I fail to see how someone electronically (or otherwise) relaying non-
confidential information about a tennis match would in any way harm the
integrity of the match.

------
dmurray
I don't understand why the tennis organisers care so much about cracking down
on this. Their incentives are mainly aligned with the courtsiders: they pay
for seats and facilitate gambling which encourages viewers. The data firms
like Sportradar are the only ones with a financial incentive to stamp them
out: their service is worth more if it's a monopoly. So they must be putting
the squeeze on the tennis federations and threatening to cancel contracts.
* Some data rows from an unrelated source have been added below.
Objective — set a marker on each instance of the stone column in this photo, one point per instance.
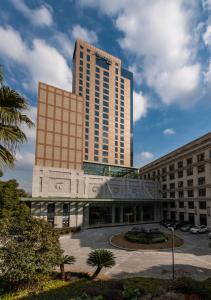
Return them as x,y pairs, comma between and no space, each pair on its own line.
113,214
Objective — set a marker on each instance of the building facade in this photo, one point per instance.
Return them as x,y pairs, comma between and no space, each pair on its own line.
107,89
185,177
83,174
60,128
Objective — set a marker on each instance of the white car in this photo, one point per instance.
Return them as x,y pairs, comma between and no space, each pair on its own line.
199,229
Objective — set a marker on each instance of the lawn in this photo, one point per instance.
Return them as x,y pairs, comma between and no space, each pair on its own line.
113,289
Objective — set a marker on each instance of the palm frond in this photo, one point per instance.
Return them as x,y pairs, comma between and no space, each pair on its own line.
11,136
1,75
6,158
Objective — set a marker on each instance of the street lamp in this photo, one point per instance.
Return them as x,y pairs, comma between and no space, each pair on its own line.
172,250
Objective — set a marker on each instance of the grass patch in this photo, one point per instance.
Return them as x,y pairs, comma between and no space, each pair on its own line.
111,289
136,243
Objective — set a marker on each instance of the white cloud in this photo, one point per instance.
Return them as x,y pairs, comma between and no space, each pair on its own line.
140,106
144,158
160,34
169,131
206,4
42,61
84,34
31,132
65,44
207,36
24,160
207,77
41,16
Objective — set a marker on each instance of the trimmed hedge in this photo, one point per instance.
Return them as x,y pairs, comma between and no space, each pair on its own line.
63,231
145,238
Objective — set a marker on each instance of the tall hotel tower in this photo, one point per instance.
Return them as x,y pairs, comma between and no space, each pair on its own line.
107,89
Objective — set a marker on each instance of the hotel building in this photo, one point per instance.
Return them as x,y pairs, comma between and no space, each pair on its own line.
83,174
184,176
107,89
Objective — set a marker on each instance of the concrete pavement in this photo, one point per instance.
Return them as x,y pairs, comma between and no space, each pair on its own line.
192,259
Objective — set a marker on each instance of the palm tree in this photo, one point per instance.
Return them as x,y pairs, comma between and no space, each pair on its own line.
100,258
66,260
13,107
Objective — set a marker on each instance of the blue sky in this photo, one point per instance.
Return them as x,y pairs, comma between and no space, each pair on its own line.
167,44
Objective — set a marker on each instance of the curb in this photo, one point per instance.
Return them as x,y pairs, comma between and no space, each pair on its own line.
141,250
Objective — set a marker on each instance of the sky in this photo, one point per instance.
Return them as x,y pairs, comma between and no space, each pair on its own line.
165,43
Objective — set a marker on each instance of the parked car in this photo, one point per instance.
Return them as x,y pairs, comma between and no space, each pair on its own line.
186,227
167,223
178,224
154,230
199,229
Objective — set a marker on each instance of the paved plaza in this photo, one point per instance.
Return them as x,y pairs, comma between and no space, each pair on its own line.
192,259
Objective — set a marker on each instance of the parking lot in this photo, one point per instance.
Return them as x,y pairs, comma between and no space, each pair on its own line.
192,259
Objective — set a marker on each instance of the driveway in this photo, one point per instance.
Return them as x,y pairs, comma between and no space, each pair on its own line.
192,259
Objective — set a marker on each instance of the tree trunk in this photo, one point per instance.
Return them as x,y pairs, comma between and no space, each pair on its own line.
62,271
96,272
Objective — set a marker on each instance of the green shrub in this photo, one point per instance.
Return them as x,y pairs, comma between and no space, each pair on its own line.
145,238
68,230
86,297
130,293
160,239
190,286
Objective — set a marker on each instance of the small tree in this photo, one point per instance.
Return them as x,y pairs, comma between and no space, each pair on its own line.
30,250
13,107
100,258
66,260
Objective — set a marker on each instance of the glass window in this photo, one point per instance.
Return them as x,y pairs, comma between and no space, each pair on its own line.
180,174
190,193
105,103
202,205
201,168
202,192
106,73
191,204
189,171
190,182
189,161
201,180
200,157
105,128
181,204
105,109
106,91
105,85
105,97
180,164
181,194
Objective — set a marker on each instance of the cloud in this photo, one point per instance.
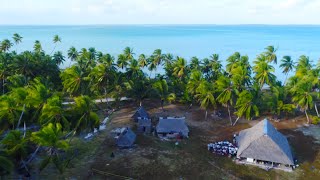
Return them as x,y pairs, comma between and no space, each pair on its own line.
159,12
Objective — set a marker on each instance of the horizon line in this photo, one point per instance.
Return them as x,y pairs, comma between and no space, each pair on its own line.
169,24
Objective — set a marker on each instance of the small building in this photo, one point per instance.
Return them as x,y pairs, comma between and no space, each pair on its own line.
263,144
144,125
172,127
140,113
125,137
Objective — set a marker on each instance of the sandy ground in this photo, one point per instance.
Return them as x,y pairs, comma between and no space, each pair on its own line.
154,159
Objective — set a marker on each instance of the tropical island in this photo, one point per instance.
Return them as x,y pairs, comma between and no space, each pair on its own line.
46,112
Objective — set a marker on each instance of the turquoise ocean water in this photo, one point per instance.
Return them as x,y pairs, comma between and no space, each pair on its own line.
182,40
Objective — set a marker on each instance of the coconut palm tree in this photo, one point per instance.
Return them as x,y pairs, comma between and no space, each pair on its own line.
5,45
162,90
122,61
303,98
56,39
6,164
86,117
287,65
15,145
270,54
246,106
133,69
142,61
128,53
179,67
9,111
50,137
73,53
304,65
226,93
58,57
53,112
138,88
37,47
263,71
204,95
74,80
17,38
195,64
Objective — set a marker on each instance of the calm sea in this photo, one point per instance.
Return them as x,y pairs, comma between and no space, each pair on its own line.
181,40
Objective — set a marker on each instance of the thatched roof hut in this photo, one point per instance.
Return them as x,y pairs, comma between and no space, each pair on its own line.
263,142
171,125
141,113
126,138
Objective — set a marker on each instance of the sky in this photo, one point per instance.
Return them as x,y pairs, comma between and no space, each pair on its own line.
82,12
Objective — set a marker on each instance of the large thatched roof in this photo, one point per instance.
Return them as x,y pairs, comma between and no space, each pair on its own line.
141,113
172,125
264,142
126,138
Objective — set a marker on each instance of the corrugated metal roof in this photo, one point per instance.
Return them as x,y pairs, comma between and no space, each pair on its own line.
264,142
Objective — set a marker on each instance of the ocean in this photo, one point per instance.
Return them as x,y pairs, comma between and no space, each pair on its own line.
180,40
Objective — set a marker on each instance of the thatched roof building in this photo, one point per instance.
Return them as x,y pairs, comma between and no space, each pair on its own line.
141,113
172,125
126,138
263,142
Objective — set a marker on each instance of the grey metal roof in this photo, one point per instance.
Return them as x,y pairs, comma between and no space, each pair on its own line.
144,122
264,142
141,112
126,139
172,125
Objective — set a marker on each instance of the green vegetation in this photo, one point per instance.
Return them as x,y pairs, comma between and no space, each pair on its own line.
35,93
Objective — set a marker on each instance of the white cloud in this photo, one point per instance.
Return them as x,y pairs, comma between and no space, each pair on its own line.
160,11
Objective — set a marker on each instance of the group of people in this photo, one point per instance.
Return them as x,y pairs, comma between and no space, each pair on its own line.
223,148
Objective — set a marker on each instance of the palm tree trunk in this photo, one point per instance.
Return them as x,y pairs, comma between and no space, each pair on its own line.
3,86
236,121
305,111
315,106
23,109
285,80
229,115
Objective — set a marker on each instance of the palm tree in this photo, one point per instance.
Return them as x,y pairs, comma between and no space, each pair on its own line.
205,96
37,47
6,165
56,39
246,106
74,80
133,69
128,53
138,88
195,64
287,65
50,137
270,54
5,45
142,61
180,66
53,112
17,38
15,145
227,93
9,111
122,61
58,57
263,72
83,107
302,97
304,65
73,54
162,90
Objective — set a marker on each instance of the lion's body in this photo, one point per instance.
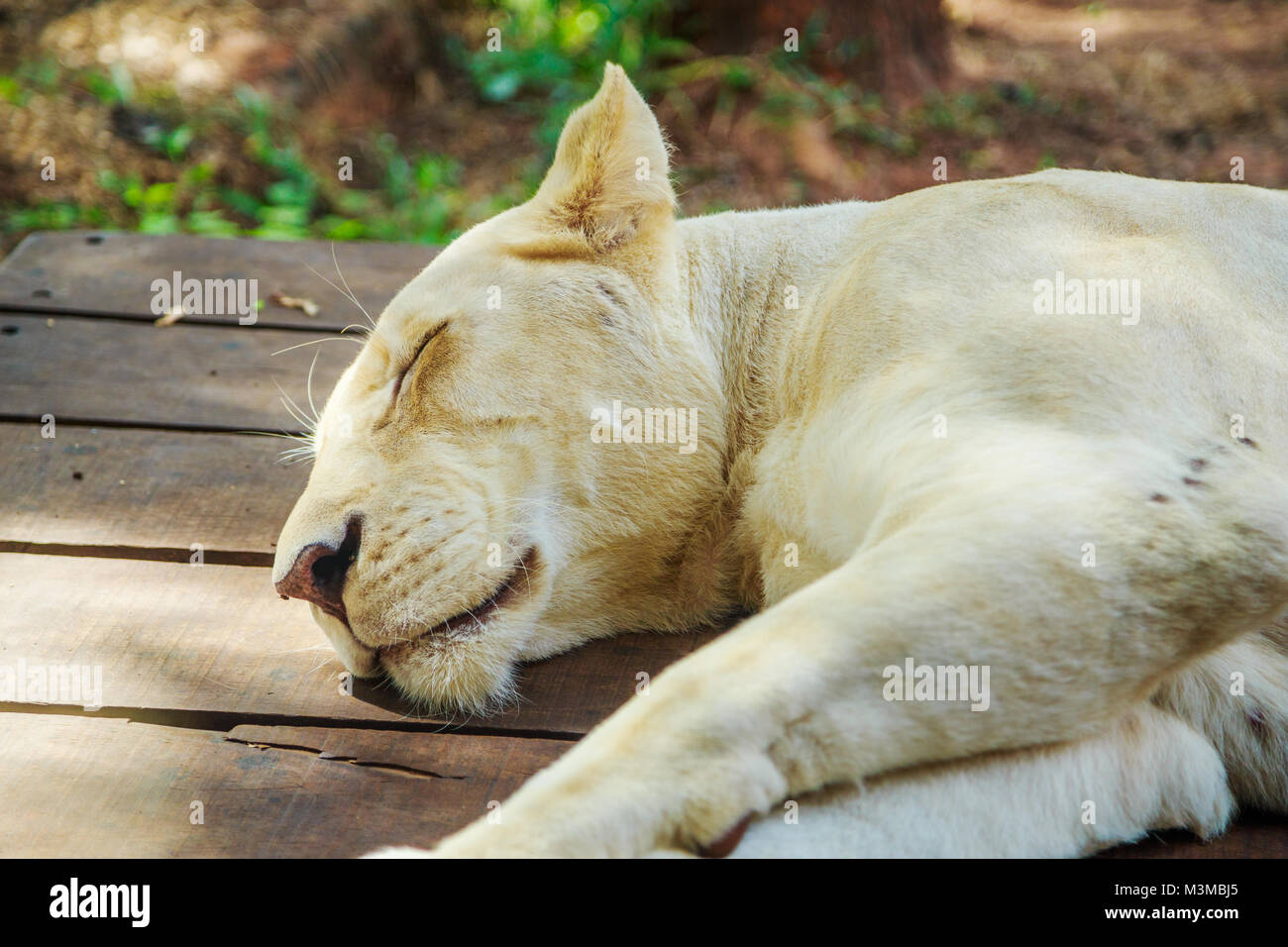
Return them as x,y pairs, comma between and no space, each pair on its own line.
913,446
It's clear that the Sportradar service isn't competitive for real-time
gambling, but why don't they offer a service that is? Put a guy at each match
entering the scores (and any other information) faster than the chair umpire
and sell that data. If there's enough money to have multiple spotters and
courtsiders (up to 50) at the event, Sportradar should be able to capture
enough of that to employ one person to do data entry.

------
kthejoker2
The most interesting thing to me is that it appears that most of these bets
are really just head-to-head between sparring courtsider: trying to control
the betting line through speed (and betting algorithms.) It's just a high-
stakes game of SlapJack.

"Often, courtsider-led betting syndicates will match up against each other,
putting both the fast fingers at the tournament and their respective
algorithms to a head-to-head test. It’s common for courtsiders to recognize
one another from across the court at a match. At bigger tournaments, they may
spot a dozen or more such familiar faces in the crowd. Brad Hutchins estimated
that there have been as many as 50 courtsiders working simultaneously inside
the main stadium at a Grand Slam; another thought the number could be nearly
twice as high."

------
skummetmaelk
HFTT, High Frequency Tennis Trading.

------
jrockway
I'm looking forward to the day when people start using satellites to collect
data on sporting events. Satellites can't trespass, and they aren't subject to
TFRs. Too expensive right now, but won't be for long.

Of course, I guess the events can always be held indoors.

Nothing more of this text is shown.